UNGEI, as well as FAWE, operate through advocacy and awareness raising, building partnerships, communication and knowledge networking. This explains their strong partnership on the UNGEI platform. The UNGEI /FAWE partnership seeks to prevent a duplication of efforts. Their combined actions have resulted in enhanced public awareness, as well as the development of gender sensitive policies and models for the transformation of girls' education which aim to achieve gender equity and equality in education across Africa.
FAWE’s Regional Secretariat is a member of the UNGEI Global Advisory Committee (GAC) and is UNGEI ESARO’s (Eastern and Southern Africa Regional Office) regional partner, while several FAWE national chapters in ESAR are engaged in the UNGEI partnership at national level. FAWE has signed a second 2-year PCA with UNICEF-ESARO to implement FAWE’s Gender-Responsive Pedagogy approach in 5 ESARO countries.

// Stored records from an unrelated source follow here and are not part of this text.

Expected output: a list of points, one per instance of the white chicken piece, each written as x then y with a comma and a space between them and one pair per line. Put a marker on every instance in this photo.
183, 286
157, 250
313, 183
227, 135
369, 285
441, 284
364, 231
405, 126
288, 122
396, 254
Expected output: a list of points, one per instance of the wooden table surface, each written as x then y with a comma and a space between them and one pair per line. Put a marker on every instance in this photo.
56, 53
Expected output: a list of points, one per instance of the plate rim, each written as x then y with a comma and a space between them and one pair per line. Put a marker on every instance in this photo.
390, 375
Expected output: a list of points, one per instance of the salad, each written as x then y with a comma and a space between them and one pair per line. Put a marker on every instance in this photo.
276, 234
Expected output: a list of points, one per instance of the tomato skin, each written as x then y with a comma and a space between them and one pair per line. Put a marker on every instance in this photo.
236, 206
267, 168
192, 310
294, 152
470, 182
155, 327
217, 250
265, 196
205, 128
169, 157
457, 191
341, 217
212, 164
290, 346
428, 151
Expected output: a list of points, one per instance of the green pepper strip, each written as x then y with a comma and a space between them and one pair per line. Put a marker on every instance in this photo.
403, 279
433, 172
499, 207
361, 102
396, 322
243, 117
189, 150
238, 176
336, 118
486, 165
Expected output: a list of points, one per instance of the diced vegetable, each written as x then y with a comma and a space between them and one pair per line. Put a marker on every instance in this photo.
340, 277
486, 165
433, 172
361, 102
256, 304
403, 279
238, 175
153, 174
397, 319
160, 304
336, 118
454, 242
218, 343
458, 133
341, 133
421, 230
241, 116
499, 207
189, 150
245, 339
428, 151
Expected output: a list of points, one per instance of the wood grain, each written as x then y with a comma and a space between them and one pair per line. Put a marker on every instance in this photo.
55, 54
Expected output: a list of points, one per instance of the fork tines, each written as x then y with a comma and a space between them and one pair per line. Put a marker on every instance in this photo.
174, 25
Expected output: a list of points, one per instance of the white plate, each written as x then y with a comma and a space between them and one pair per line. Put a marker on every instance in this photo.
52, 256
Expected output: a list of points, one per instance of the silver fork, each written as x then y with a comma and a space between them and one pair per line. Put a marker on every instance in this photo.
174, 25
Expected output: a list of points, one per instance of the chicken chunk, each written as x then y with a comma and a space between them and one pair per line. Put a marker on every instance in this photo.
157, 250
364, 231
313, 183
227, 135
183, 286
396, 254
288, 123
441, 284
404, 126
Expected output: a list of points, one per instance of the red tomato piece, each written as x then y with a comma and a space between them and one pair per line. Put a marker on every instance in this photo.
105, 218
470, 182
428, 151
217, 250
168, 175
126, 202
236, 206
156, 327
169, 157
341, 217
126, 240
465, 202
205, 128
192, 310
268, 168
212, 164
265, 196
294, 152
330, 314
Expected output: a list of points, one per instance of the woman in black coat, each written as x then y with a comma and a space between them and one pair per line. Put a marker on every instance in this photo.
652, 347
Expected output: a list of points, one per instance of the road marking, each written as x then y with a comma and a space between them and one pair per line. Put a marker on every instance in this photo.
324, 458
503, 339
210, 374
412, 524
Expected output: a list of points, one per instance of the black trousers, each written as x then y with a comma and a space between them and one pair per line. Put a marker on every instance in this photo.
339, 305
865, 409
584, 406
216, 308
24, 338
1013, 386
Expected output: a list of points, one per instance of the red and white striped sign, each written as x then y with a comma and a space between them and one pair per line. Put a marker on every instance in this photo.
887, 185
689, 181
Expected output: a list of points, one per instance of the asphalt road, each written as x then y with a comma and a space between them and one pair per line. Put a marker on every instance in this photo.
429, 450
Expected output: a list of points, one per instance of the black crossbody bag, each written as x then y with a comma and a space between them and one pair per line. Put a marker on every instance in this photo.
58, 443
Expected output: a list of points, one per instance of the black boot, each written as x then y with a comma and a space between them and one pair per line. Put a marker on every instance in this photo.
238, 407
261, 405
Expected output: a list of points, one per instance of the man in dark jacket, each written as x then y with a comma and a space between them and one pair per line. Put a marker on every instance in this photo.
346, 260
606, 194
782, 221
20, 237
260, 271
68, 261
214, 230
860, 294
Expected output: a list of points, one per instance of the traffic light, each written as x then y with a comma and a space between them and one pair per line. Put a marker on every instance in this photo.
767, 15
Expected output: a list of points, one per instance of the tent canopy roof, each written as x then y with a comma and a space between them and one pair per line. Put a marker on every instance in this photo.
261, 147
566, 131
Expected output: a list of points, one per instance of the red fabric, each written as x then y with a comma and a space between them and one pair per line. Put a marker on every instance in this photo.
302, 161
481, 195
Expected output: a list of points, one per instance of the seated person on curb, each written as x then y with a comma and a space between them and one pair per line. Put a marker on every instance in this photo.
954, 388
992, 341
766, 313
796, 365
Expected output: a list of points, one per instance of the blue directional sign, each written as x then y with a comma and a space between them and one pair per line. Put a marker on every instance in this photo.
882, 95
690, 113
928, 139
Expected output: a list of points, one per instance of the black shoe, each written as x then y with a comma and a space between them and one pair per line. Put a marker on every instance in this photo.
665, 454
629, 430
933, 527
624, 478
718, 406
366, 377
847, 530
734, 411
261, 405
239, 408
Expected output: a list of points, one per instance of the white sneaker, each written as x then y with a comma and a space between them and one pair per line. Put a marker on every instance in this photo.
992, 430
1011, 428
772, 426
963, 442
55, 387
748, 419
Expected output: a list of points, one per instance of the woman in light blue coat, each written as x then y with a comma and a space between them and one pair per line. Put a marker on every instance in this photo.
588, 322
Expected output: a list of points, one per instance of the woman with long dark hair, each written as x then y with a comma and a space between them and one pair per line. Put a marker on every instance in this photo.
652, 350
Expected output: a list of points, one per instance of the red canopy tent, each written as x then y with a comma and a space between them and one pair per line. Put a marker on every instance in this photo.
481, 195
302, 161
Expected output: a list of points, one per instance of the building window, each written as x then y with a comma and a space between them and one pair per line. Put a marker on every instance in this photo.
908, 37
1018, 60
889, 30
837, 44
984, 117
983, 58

In addition to this, many FAWE chapters are members of the UNGEI taskforce at country level.
The main purpose of the workshop was to strengthen the UNGEI regional partnership in Eastern and Southern Africa. FAWE and UNICEF jointly organized the workshop to contribute to effective partnership for girls’ education and gender equality. The workshop provided a platform for knowledge-sharing and country-level planning by successful in-country UNGEI partnerships in the region where other national UNGEI networks could emulate in order to accelerate girls’ education at national level. The workshop brought together UNICEF/UNGEI Focal Points and FAWE National Chapter Coordinators from 11countries (Kenya, Ethiopia, Uganda, Zambia, Rwanda, Burundi, Namibia, Malawi, Tanzania, Somalia, Swaziland) with some Government partners.
After two days of presentations from different countries, exchanges of practices around the subject of Girls’ Education and Gender Equity in different environments, participants acquired increased knowledge of UNGEI’s objectives, activities and strategies for UNGEI Partnership.
They drafted action plans for girls’ education advocacy and communication for gender equality in education for their respective countries. They were able to discuss around strategies on effective engagement with respective counterparts at strategic moments to further the girls’ education agenda. They discussed the monitoring plan inspired by the UNGEI Monitoring Framework which is being developed to monitor outcomes of the partnership at national, regional and international levels.
In conclusion, the terms of the partnership UNGEI/UNICEF were redefined so that everyone would have the same understanding and some propositions were made to make it even better and more effective by avoiding repetitions. Best practice documents and practices were exchanged among participants.